Equally likely anywhere between min and max. A simple "I only know the range" choice.

  • Use it for: rough bounds with no central tendency.
  • Params: min, max
  • JSON: { "dist": "uniform", "min": 1, "max": 4 }

triangular

A peaked distribution defined by three numbers: the smallest plausible value, the most likely, and the largest. It encodes an expert's min / likely / max estimate without needing data.

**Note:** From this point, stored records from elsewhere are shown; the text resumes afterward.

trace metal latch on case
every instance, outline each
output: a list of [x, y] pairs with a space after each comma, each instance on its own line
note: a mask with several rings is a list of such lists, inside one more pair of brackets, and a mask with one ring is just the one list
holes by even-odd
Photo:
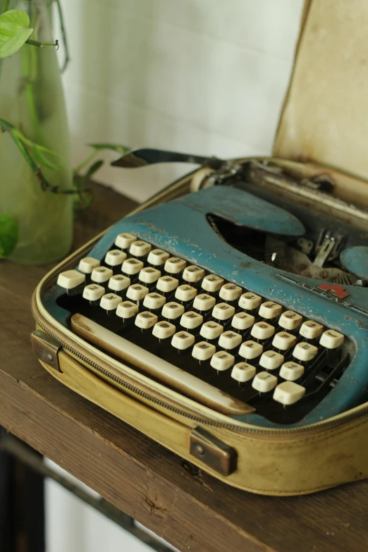
[[202, 427], [190, 434], [190, 453], [221, 475], [236, 470], [236, 450]]
[[58, 351], [61, 345], [52, 338], [40, 330], [36, 330], [31, 334], [33, 352], [42, 362], [61, 372], [59, 364]]

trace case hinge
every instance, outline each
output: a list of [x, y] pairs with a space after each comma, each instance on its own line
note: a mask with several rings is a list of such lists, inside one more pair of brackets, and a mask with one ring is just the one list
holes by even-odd
[[196, 427], [190, 434], [190, 453], [221, 475], [230, 475], [236, 469], [235, 448], [202, 427]]
[[32, 348], [36, 357], [42, 362], [61, 372], [59, 364], [58, 351], [61, 345], [52, 338], [40, 330], [36, 330], [31, 334]]

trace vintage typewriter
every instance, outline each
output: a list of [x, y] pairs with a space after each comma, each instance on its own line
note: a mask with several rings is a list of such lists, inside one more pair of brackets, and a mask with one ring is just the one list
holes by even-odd
[[[302, 427], [368, 400], [368, 214], [330, 178], [197, 161], [195, 188], [125, 218], [44, 293], [64, 327], [234, 419]], [[295, 195], [298, 201], [295, 201]]]

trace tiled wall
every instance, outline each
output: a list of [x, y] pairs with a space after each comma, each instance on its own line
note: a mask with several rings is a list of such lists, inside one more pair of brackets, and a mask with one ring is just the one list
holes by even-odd
[[[62, 4], [75, 164], [88, 153], [83, 145], [106, 141], [228, 157], [270, 152], [302, 0]], [[188, 170], [108, 167], [98, 178], [142, 200]]]

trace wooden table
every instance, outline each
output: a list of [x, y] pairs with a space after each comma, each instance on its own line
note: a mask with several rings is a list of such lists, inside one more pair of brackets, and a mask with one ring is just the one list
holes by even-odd
[[[75, 246], [134, 207], [94, 186]], [[30, 297], [49, 267], [0, 264], [0, 425], [180, 551], [368, 550], [368, 482], [259, 496], [192, 470], [51, 377], [35, 359]]]

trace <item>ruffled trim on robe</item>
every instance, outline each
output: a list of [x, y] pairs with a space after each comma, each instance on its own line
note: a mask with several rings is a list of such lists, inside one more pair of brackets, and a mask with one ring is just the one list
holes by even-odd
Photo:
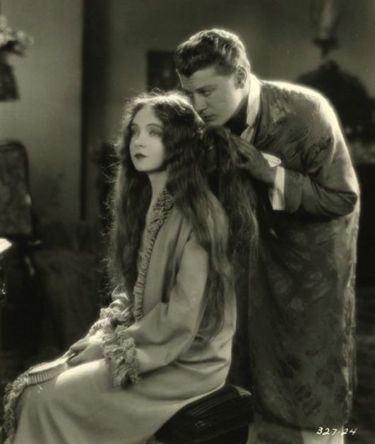
[[[139, 320], [143, 316], [143, 293], [151, 254], [159, 230], [169, 215], [172, 206], [172, 196], [165, 189], [153, 207], [151, 221], [146, 235], [146, 247], [141, 257], [134, 286], [133, 306], [124, 310], [119, 310], [118, 307], [102, 308], [99, 320], [93, 325], [88, 333], [91, 336], [100, 330], [104, 332], [105, 359], [116, 387], [124, 385], [128, 382], [135, 383], [138, 379], [136, 344], [132, 338], [126, 336], [126, 329], [133, 322], [134, 319]], [[28, 385], [28, 371], [20, 375], [6, 387], [4, 430], [7, 438], [4, 444], [11, 444], [14, 438], [16, 428], [16, 406], [18, 397]]]
[[4, 397], [4, 426], [6, 439], [4, 444], [12, 444], [14, 434], [16, 433], [16, 407], [17, 401], [23, 390], [29, 385], [28, 373], [30, 370], [40, 366], [33, 366], [28, 370], [23, 372], [17, 377], [14, 381], [9, 382], [5, 387]]
[[[146, 233], [146, 245], [141, 257], [138, 277], [134, 285], [132, 315], [137, 321], [143, 317], [143, 293], [155, 241], [172, 206], [172, 197], [165, 189], [153, 208], [151, 221]], [[119, 320], [118, 314], [112, 317], [112, 320]], [[124, 385], [128, 382], [134, 384], [138, 380], [136, 344], [126, 333], [127, 327], [129, 325], [126, 322], [118, 322], [115, 326], [113, 324], [112, 325], [109, 323], [105, 324], [105, 322], [102, 325], [105, 332], [104, 356], [116, 387]]]

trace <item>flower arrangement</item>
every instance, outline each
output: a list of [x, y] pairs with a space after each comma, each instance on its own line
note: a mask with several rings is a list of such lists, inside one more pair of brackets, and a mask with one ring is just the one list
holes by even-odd
[[33, 39], [24, 31], [14, 30], [8, 25], [5, 16], [0, 16], [0, 52], [24, 55]]

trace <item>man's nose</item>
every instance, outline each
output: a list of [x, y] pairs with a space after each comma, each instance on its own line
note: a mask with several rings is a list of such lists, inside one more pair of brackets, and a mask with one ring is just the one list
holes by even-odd
[[200, 95], [195, 95], [194, 98], [194, 105], [196, 111], [200, 114], [207, 107], [207, 103], [204, 97]]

  • Use it for: service times when you have a stakeholder estimate but no measurements.
  • Params: min, mode, max
  • JSON: { "dist": "triangular", "min": 1, "mode": 3, "max": 6 }

normal

The bell curve, symmetric around mean with spread sd. Draws are clamped at 0 so times stay non-negative.

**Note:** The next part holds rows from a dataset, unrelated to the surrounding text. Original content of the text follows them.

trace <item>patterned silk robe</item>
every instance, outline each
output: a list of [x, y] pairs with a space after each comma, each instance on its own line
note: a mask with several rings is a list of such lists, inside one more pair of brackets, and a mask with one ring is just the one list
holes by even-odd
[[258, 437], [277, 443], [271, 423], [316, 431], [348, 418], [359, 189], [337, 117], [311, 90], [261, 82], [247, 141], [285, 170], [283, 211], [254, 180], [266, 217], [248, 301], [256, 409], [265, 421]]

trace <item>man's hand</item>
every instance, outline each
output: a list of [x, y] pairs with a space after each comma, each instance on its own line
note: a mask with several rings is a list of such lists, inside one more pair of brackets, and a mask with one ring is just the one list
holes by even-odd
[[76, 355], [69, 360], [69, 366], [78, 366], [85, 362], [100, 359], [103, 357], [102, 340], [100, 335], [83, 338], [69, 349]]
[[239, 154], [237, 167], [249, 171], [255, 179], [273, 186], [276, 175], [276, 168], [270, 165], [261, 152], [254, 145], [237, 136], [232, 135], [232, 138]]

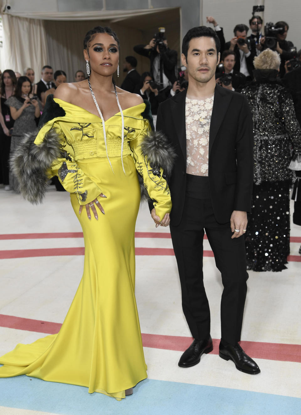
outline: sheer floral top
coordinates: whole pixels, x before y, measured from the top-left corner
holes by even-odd
[[[186,171],[189,174],[208,176],[209,134],[214,98],[213,95],[202,101],[186,97]]]

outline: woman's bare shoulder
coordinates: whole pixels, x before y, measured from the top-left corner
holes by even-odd
[[[120,88],[117,88],[116,89],[118,95],[120,96],[121,95],[122,96],[123,106],[129,107],[135,107],[135,105],[143,103],[143,100],[142,97],[138,94],[132,94],[131,92],[125,91]]]
[[[71,103],[73,98],[77,95],[79,90],[83,87],[83,85],[80,85],[84,81],[61,83],[54,91],[54,98]]]

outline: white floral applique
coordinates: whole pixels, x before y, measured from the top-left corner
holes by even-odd
[[[205,101],[186,97],[186,171],[208,176],[209,137],[214,96]]]

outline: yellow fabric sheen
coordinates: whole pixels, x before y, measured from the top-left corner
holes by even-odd
[[[98,157],[82,160],[73,158],[71,143],[73,139],[79,139],[83,133],[82,129],[70,133],[70,128],[76,125],[74,120],[84,121],[86,124],[91,121],[91,125],[95,125],[100,124],[100,119],[76,106],[64,101],[59,104],[68,118],[47,123],[36,143],[41,142],[43,134],[51,128],[60,132],[62,142],[72,158],[68,161],[68,168],[73,167],[77,171],[75,175],[68,172],[63,185],[67,190],[74,190],[76,180],[81,180],[83,189],[86,188],[90,196],[86,203],[102,191],[107,198],[98,199],[105,215],[96,208],[98,220],[93,215],[89,220],[84,209],[80,216],[78,195],[71,192],[85,243],[83,273],[79,286],[59,333],[31,344],[19,344],[0,358],[0,364],[4,365],[0,368],[0,377],[26,374],[86,386],[89,393],[98,392],[120,400],[125,397],[126,389],[147,376],[135,296],[135,230],[140,197],[135,166],[143,171],[144,183],[148,183],[152,196],[158,200],[161,215],[170,211],[170,196],[166,186],[163,190],[164,186],[158,187],[152,181],[147,171],[147,160],[141,154],[143,134],[149,128],[147,120],[140,115],[144,109],[142,105],[125,110],[125,115],[135,117],[133,121],[127,120],[125,126],[136,127],[135,132],[129,133],[135,136],[128,147],[133,156],[123,157],[125,174],[120,155],[110,159],[113,173],[106,154],[104,155],[101,129],[94,126],[91,128],[95,128],[93,132],[97,132],[94,138]],[[84,115],[84,120],[81,118]],[[120,132],[120,125],[114,124],[115,118],[114,116],[108,120],[108,126],[106,122],[110,139],[113,139],[113,131],[117,137]],[[121,123],[120,117],[117,119]],[[113,125],[115,128],[110,132],[108,127]],[[82,139],[91,138],[84,136]],[[62,158],[54,164],[53,171],[58,171],[63,161],[66,161]],[[60,272],[64,278],[64,269]]]

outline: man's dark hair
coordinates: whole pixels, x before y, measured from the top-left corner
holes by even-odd
[[[56,80],[58,76],[59,76],[60,75],[64,75],[64,76],[66,76],[67,78],[67,75],[64,71],[56,71],[53,74],[54,79]]]
[[[237,24],[233,30],[234,32],[234,36],[236,36],[236,32],[243,32],[246,31],[246,33],[247,33],[248,31],[249,30],[249,28],[247,26],[246,24],[243,24],[242,23],[241,24]]]
[[[220,58],[221,61],[223,61],[225,58],[226,58],[227,56],[229,56],[229,55],[233,55],[234,56],[234,59],[236,60],[236,55],[235,54],[235,52],[234,51],[224,51],[222,54],[222,56]]]
[[[137,59],[133,56],[127,56],[125,61],[130,63],[132,68],[136,68],[137,66]]]
[[[104,27],[103,26],[95,26],[94,29],[92,29],[87,32],[86,33],[85,39],[83,39],[84,49],[88,50],[88,49],[90,46],[90,42],[94,39],[98,33],[106,33],[107,34],[113,36],[117,44],[118,50],[120,49],[120,42],[117,37],[117,35],[113,30],[112,30],[110,27],[108,27],[108,26],[105,26]]]
[[[27,76],[20,76],[17,83],[17,85],[16,86],[16,89],[15,90],[15,93],[14,94],[14,96],[17,97],[17,98],[21,98],[22,96],[22,85],[23,84],[24,82],[29,82],[30,85],[30,90],[29,91],[29,94],[32,93],[32,83],[29,81],[29,78],[28,78]],[[29,94],[28,94],[29,95]]]
[[[218,55],[218,53],[220,49],[220,42],[215,30],[211,27],[207,26],[198,26],[189,29],[184,37],[182,42],[182,53],[185,55],[186,60],[187,60],[187,54],[189,47],[189,42],[191,39],[196,37],[213,37],[215,43],[216,53]]]
[[[283,20],[281,20],[280,22],[277,22],[277,23],[275,23],[275,27],[277,29],[278,29],[279,27],[284,27],[286,26],[286,27],[287,27],[287,30],[288,30],[289,28],[289,25],[286,22],[284,22]]]
[[[252,19],[250,19],[249,20],[249,24],[250,26],[251,26],[251,23],[253,22],[255,19],[257,19],[257,20],[258,23],[260,23],[261,24],[262,24],[262,19],[260,16],[253,16]]]
[[[42,71],[43,71],[44,70],[44,69],[46,69],[46,68],[47,68],[47,69],[52,69],[52,68],[51,68],[51,66],[49,66],[49,65],[45,65],[42,68]]]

  • Use it for: quantities that cluster tightly around an average with symmetric variation.
  • Params: mean, sd
  • JSON: { "dist": "normal", "mean": 5, "sd": 1 }

lognormal

A right-skewed distribution: most values near a typical level, with an occasional long tail of large values. It's the realistic default for service durations, where most jobs are quick but a few drag on.

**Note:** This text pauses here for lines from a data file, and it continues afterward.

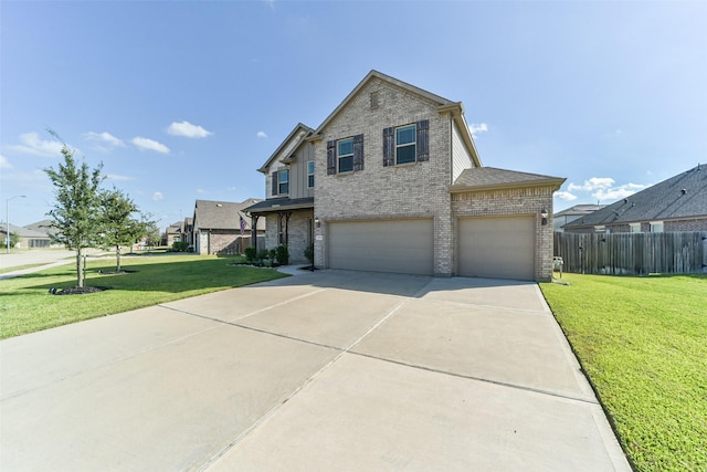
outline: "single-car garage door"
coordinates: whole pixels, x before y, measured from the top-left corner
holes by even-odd
[[[329,268],[432,275],[432,219],[329,223]]]
[[[460,275],[535,280],[535,218],[461,218]]]

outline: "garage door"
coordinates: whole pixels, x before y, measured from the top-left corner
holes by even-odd
[[[535,279],[535,217],[462,218],[460,275]]]
[[[431,275],[433,222],[429,220],[329,223],[329,268]]]

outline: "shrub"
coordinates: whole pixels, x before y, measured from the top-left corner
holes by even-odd
[[[287,250],[287,245],[279,244],[275,248],[275,259],[277,259],[277,263],[279,265],[289,264],[289,251]]]

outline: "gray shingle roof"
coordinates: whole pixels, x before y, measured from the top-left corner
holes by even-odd
[[[495,167],[474,167],[465,169],[456,178],[451,191],[481,190],[487,188],[527,187],[552,185],[560,188],[564,181],[561,177],[540,174],[519,172],[517,170]]]
[[[245,220],[246,229],[251,228],[251,219],[243,212],[247,207],[261,201],[249,198],[240,203],[232,201],[197,200],[194,224],[201,230],[241,230],[241,220]],[[263,225],[261,228],[261,224]],[[265,222],[258,221],[258,230],[265,229]]]
[[[671,177],[562,228],[707,218],[707,166]]]

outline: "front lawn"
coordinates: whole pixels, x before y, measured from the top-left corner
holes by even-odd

  • Use it for: right-skewed service times. Note the params are the mean (mu) and sd (sigma) of the underlying normal, not of the lognormal itself.
  • Params: mu, sigma
  • JSON: { "dist": "lognormal", "mu": 1, "sigma": 0.5 }

erlang

The sum of k independent exponential stages, each averaging mean / k. It models a process made of several sequential exponential steps and is less variable than a single exponential of the same mean.

  • Use it for: multi-stage service (e.g. form, then check, then stamp); a "smoother than exponential" service time.
  • Params: k (integer ≥ 1), mean
  • JSON: { "dist": "erlang", "k": 3, "mean": 6 }

empirical

Samples directly from a list of observed values, optionally weighted. The closest you get to "just replay my measured data".

  • Use it for: measured/historical data — no distributional assumption needed.
  • Params: values (array), optional weights (array; defaults to equal weights)
  • JSON: { "dist": "empirical", "values": [2, 3, 5, 8], "weights": [4, 3, 2, 1] }

Choosing quickly

SituationDistribution
Random independent arrivalsexp
Expert min/likely/max guesstriangular
Realistic, right-skewed servicelognormal
Several sequential service stepserlang
You have measured dataempirical
Fixed timing / baselineconst

See the glossary for related terms, and queueing theory for how the choice of distribution moves the math out of closed-form and into simulation.